Arm’s Neoverse server chips generate at least 40% better performance

Venture BeatThis post was originally published by Dean Takahashi at Venture Beat

Arm is going after server infrastructure.

Arm unveiled the performance numbers for its Arm Neoverse V1 and N2 server chip platforms, with processing boosts ranging from 40% to 50% over the previous generation.

The demands of data center workloads and internet traffic are growing exponentially, and new solutions are needed to keep up with these demands while reducing the current and anticipated growth of power consumption. But  Arm said the variety of workloads and applications being run today means the traditional one-size-fits all approach to computing is not the answer. That’s a jab at the dominant server vendors Intel and Advanced Micro Devices, which use the x86 architecture.

The Arm Neoverse V1 is a server chip microarchitecture that Arm’s customers — the big chip makers of the world — can design chips around for servers in big datacenters that power the internet.

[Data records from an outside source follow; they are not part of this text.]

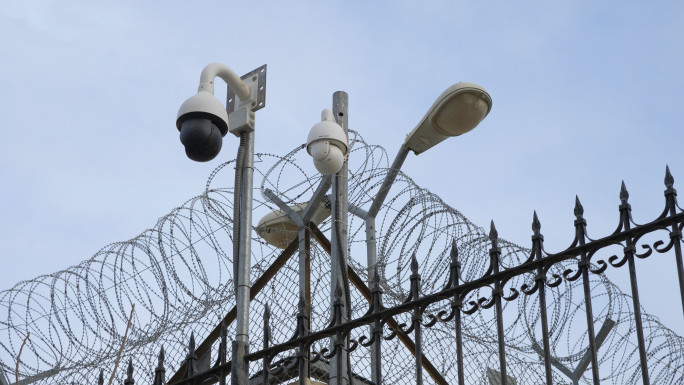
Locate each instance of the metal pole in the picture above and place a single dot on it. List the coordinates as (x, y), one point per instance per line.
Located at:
(240, 369)
(339, 366)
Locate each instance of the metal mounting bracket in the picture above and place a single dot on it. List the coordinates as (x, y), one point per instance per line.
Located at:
(259, 76)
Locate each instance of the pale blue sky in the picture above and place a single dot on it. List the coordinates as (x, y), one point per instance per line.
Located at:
(585, 94)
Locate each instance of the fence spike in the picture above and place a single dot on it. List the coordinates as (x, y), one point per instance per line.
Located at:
(191, 358)
(129, 373)
(191, 345)
(669, 180)
(267, 325)
(624, 195)
(579, 210)
(493, 234)
(160, 359)
(223, 345)
(159, 373)
(338, 292)
(301, 305)
(376, 277)
(454, 251)
(414, 263)
(454, 266)
(267, 312)
(536, 225)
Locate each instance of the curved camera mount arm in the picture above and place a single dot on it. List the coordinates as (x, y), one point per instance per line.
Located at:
(211, 71)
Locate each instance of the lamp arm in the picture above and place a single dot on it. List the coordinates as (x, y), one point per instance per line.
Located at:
(389, 180)
(212, 70)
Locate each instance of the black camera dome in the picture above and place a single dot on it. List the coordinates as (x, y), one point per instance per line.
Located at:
(202, 139)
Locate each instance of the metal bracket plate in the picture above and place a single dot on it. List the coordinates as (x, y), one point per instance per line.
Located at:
(260, 74)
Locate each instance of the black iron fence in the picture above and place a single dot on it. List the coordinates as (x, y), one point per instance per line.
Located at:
(315, 353)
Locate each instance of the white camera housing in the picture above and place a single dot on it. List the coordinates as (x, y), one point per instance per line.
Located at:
(327, 144)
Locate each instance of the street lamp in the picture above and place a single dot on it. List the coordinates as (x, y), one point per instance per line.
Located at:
(456, 111)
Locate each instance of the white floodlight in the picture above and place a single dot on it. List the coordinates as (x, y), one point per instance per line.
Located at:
(456, 111)
(277, 229)
(327, 144)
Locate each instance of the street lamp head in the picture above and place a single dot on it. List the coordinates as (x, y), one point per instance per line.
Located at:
(203, 122)
(456, 111)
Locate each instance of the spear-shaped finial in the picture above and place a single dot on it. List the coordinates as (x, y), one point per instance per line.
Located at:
(414, 263)
(493, 234)
(302, 303)
(338, 292)
(536, 225)
(579, 210)
(267, 325)
(129, 373)
(376, 277)
(160, 358)
(669, 180)
(454, 252)
(191, 345)
(624, 195)
(159, 373)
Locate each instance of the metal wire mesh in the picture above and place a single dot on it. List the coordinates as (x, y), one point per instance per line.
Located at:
(179, 277)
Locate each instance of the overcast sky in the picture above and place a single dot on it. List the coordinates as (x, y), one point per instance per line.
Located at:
(585, 94)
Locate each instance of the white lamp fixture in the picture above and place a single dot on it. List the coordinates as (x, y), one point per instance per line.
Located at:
(456, 111)
(327, 144)
(277, 229)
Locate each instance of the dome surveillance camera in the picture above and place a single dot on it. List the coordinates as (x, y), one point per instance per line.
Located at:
(327, 144)
(202, 122)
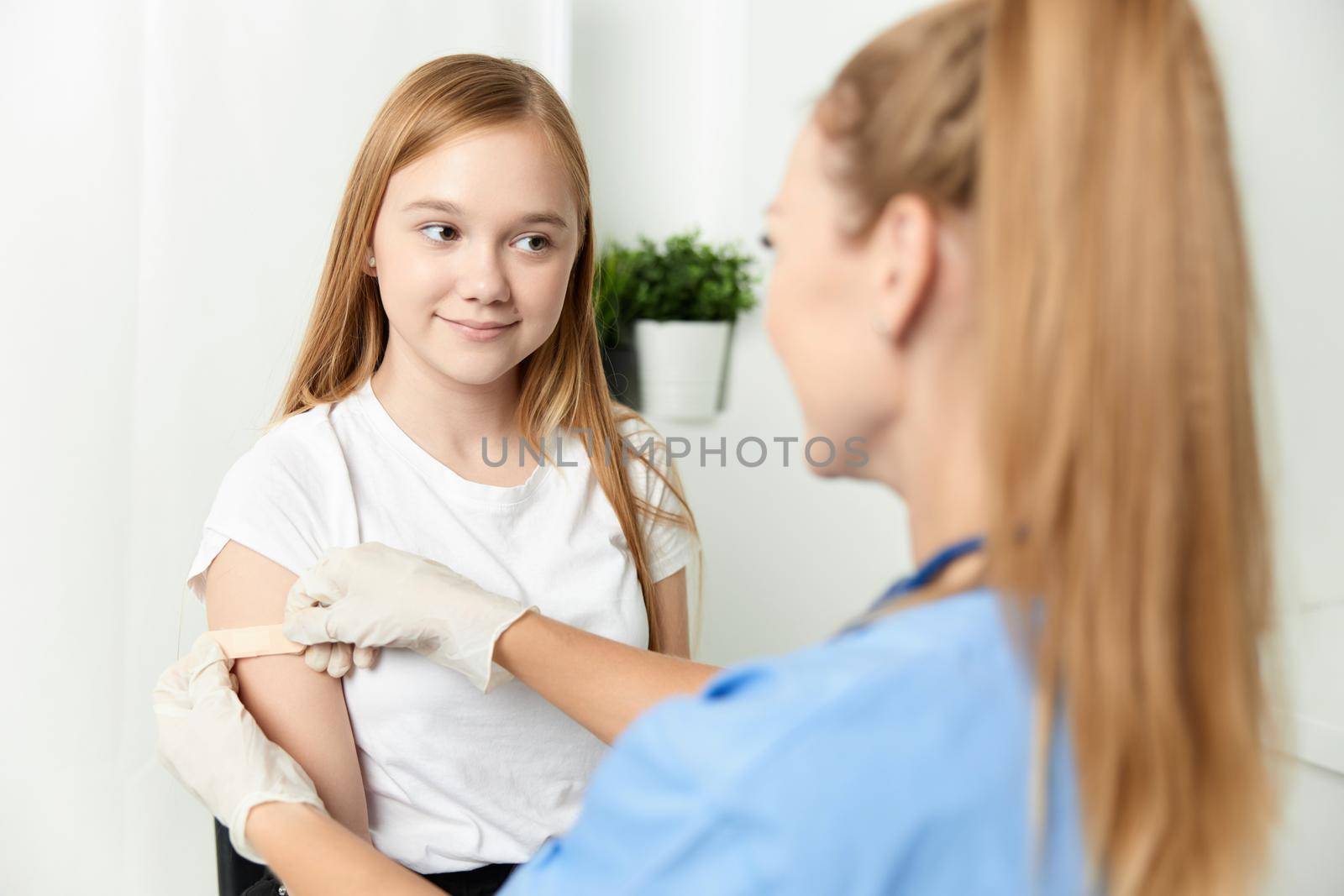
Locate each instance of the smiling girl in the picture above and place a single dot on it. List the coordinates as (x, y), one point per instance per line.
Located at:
(454, 313)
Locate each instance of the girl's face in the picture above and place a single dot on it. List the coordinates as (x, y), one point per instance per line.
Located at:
(475, 244)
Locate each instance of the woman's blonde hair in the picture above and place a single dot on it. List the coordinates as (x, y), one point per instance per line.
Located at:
(562, 382)
(1089, 141)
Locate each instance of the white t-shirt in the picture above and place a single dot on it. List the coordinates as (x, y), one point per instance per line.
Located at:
(454, 778)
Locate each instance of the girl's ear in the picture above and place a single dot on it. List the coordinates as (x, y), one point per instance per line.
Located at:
(904, 250)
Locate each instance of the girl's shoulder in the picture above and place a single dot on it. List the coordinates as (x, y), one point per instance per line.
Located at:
(288, 497)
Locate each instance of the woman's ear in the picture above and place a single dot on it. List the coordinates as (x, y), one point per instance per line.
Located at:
(904, 250)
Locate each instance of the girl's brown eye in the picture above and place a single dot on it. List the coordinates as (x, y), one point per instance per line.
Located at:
(448, 233)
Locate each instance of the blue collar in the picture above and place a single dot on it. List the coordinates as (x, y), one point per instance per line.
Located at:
(929, 571)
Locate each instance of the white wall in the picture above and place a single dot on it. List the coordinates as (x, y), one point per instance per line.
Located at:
(815, 553)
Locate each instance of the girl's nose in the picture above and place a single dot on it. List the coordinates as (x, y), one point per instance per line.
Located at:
(481, 277)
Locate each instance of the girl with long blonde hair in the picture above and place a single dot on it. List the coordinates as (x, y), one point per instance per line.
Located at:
(1008, 255)
(449, 399)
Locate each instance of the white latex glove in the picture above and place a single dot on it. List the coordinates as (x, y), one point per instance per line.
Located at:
(217, 750)
(373, 595)
(338, 658)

The V1 supports Scalable Vector Extension (SVE) and delivers more than 50% performance increases for high-performance computing machine learning workloads.

“The time for Neoverse across all infrastructure is now,” said Chris Bergey, senior vice president for the infrastructure line of business at Arm, in a press briefing.

And another chip microarchitecture, the Arm Neoverse N2 platform, uses the new Armv9 architecture that Cambridge, United Kingdom-based Arm recently announced.  It can deliver 40% more performance for a variety of workloads.

“I think the N2 will pleasantly surprise people how performant designs will be in single-threaded designs,” said Patrick Moorhead, an analyst at Moor Insights & Strategy. “V1 looks to be a strong start in a nichey market, HPC. Overall, Arm is raising its game in the compute market.”

Bergey said the journey to producing competitive server chips has been a decade in the making. Chips based on the designs should be hitting the market either late this year or early next year.

Above: Arm chips are bringing power efficiency to datacenters.

Image Credit: Arm

And Arm said the Arm Neoverse CMN-700 is the industry’s most advanced mesh interconnect to unleash the performance and performance/watt benefits of Neoverse V1 and N2 platforms. This device is a key element for constructing high-performance Neoverse V1 and Neoverse N2-based system-on-chips or SoCs. It enables higher core counts and cache memory sizes.

As Moore’s Law comes to an end, solution providers are seeking specialized processing. Enabling specialized processing has been a focal point since the inception of our Neoverse line of platforms, and Arm expects these latest additions to accelerate this trend.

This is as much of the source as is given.